Per questo ieri il premier Davutoglu ha prospettato un ampliamento della campagna militare in corso contro il Pkk nel nord dell’Iraq e nel sud della Turchia: «Se il Pyd rappresenterà una minaccia per la Turchia, l’esercito lo bombarderà». Ma i raid sono già iniziati: aerei turchi hanno colpito postazioni delle Ypg nella base aerea di Menagh, nella provincia di Aleppo, dicono fonti governative turche alla Reuters. I bombardamenti sono confermati dal Pyd che su Twitter pubblica le foto dei crateri.
Damasco avanza sul terreno
Ad approfittare dello stallo è il governo siriano che, accanto alla controffensiva su Aleppo, ne potrebbe lanciare una parallela contro Raqqa, la “capitale” dello Stato Islamico. Ieri le truppe governative si sono portate a pochi km di distanza dai confini della provincia di Raqqa, facendo immaginare una prossima operazione da ovest, che si accompagnerebbe alla pressione esercitata dai kurdi da nord.
Intanto torna a parlare Mosca che ieri avvertiva del pericolo di «guerra permanente» nel caso di intervento esterno. Mentre mostra scetticismo verso l’accordo appena siglato, la Russia continua con i raid intorno Aleppo. I bombardamenti hanno scatenato le stesse dinamiche precedenti all’accordo: Washington ha accusato Mosca di colpire «le opposizioni legittime», accusa ribadita dalla Francia e rispedita al mittente dalla Russia.

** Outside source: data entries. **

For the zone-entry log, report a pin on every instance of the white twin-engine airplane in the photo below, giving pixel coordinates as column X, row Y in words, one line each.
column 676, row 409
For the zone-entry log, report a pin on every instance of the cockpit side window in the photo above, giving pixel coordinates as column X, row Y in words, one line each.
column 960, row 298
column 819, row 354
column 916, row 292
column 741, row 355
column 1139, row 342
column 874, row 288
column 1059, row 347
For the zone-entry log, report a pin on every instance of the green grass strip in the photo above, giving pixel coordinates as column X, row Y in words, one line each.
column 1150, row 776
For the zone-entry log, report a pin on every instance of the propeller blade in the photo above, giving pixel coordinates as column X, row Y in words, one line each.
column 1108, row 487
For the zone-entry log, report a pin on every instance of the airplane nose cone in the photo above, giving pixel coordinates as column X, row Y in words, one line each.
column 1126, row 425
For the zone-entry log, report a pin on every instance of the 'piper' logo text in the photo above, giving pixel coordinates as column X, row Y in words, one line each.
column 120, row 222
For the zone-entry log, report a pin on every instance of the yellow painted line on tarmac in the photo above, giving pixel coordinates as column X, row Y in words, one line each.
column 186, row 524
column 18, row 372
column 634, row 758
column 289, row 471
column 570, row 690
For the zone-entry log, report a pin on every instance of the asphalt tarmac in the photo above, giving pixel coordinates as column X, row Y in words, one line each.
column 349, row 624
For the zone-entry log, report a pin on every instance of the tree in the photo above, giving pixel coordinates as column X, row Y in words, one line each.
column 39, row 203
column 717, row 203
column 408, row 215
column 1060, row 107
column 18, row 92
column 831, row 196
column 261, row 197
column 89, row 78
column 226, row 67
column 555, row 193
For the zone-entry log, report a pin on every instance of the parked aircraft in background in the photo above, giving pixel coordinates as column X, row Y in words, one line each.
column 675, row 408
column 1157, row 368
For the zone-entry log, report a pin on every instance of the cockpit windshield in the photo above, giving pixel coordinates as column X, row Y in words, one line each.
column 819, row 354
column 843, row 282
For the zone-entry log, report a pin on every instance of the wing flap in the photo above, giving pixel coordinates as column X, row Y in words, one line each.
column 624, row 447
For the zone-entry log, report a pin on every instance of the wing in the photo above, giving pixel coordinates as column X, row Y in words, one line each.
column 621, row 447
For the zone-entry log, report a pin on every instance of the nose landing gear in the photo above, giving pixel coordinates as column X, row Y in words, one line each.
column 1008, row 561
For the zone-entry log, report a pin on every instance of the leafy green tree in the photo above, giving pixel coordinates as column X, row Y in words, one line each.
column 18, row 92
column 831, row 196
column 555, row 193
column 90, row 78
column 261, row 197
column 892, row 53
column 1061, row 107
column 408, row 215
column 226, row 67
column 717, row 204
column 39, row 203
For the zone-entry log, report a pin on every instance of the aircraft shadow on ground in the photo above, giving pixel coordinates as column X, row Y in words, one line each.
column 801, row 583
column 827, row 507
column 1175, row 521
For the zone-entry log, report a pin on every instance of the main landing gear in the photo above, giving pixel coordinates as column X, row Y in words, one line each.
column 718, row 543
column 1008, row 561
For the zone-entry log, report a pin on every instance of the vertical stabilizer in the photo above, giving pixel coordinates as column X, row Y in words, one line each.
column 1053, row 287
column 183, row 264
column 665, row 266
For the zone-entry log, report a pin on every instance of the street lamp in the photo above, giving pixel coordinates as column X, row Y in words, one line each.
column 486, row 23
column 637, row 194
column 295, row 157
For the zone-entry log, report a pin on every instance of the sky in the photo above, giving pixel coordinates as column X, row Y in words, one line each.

Le stesse dinamiche che fanno immaginare che nulla cambierà nell’immediato.
Il premier russo Medvedev parla di «nuova guerra fredda»: «Ogni giorno veniamo accusati dalla Nato di essere la peggiore delle minacce». Ribatte il segretario generale Stoltenberg: «La retorica della Russia e l’esibizione della forza nucleare sono volte a intimidire i vicini, minando la stabilità dell’Europa». Le stesse dinamiche neocoloniali per mantenere un fragile status quo che lascia la Siria agonizzante.